There's something special about this traditional label maker, the way it permanently embosses information onto the self adhesive plastic. It empowers the user to create whatever naming label, cataloguing tag or pithy message they desire. But maybe more interestingly, it's a device which asks the user to think in order to operate it. You think about using the intuitive controls. You think about what words to create. But the crux of the process is you think about getting it right. There's no backspace or correction fluid to amend a mistake. You could use scissors to cut and paste erroneous letters, but that defeats the object of its purpose - to make labelling a breeze. Instead, you have to sit there and consider the purpose of the label you're about to create. Let's head to a domestic setting.

Christopher Walken is at his kitchen table, in his shorts, with a glass of lemonade and a Dymo:

"Okay, I need to label this Jar of flower - NO, i mean Flour. Must get that right. Let's see, what flour is it ... It's white flour, not wholemeal. But I NEVER use wholemeal and I'm the only person who bakes in this goddamn house. But I do often use Self-raising Flour. You know what, I'll be helping myself out if this jar's labelled Plain Flower - no wait - Flour ... Gosh! Must get that right. One shot, Christopher. ONE shot".

Christopher Walken is presented a task to perform with the very real possibility of making a mistake. If it's within his control and in his own interest to not make that mistake, he will take caution in his actions. He will work out the most appropriate solution to the task at hand. In this case, by knowing the advantages and pitfalls of using a Dymo and by figuring out the best semantics for his label, he'll create a useful item which will improve his environment. In short, Christopher Walken will design.

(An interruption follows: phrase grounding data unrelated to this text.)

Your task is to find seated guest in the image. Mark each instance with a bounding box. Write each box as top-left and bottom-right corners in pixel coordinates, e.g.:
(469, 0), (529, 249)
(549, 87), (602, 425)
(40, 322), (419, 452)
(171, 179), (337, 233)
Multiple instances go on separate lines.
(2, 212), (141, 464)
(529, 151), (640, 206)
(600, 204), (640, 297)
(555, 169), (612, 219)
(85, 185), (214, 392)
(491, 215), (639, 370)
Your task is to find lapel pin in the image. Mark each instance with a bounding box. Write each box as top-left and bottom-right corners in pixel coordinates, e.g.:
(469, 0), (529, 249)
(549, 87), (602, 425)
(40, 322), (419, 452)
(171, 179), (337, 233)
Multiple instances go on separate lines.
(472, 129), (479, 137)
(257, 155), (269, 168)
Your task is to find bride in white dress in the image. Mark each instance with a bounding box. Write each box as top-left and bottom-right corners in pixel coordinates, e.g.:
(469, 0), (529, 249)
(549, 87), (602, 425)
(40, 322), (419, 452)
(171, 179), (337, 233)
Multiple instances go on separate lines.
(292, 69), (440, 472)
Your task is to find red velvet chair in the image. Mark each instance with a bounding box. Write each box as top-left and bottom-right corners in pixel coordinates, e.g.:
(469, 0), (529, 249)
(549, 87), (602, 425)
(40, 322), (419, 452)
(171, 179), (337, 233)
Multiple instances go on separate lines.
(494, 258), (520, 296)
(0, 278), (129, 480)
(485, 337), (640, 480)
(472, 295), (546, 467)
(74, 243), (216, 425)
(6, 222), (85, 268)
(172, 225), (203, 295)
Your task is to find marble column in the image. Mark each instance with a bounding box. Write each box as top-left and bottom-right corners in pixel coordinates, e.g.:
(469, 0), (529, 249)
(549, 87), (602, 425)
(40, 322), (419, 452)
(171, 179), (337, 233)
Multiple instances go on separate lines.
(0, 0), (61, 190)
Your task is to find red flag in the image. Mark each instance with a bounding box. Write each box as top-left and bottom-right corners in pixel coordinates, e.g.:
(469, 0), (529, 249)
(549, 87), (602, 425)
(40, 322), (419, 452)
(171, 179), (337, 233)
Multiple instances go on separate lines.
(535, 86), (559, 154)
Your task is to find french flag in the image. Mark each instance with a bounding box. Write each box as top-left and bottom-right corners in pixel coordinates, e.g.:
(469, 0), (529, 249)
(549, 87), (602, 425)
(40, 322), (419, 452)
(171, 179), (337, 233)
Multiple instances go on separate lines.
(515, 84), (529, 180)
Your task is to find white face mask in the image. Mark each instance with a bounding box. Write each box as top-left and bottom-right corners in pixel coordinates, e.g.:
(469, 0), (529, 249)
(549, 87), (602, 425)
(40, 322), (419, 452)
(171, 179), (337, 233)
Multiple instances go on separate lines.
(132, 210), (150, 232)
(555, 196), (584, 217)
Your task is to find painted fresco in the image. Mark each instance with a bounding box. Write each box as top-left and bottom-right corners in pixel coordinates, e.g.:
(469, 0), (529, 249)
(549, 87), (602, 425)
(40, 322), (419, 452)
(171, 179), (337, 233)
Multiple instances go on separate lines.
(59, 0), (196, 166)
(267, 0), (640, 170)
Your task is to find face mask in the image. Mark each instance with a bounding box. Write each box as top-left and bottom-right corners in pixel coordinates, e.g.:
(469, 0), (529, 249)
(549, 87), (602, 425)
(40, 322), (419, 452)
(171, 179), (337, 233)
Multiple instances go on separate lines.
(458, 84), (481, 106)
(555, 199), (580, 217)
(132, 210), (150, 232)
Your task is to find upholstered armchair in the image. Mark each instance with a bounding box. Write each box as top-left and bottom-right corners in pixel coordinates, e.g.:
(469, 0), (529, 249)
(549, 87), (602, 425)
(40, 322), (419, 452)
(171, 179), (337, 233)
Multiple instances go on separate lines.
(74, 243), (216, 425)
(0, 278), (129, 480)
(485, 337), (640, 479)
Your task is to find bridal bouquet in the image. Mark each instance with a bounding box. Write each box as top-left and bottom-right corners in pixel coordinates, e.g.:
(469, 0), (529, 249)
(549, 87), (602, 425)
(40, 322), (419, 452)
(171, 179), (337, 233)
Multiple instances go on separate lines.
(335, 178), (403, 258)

Whether used by a kid to name their text books, a DIY enthusiast to label her tins, a dad marking his flask (people STILL do this), or even the world's third favourite character actor making baking easier, the Dymo is a tool of design for everybody. An advocate of clarity and a positive, problem solving machine which makes people engage in creative thought. And for that, I salute it. And so does Chris (I get to call him that).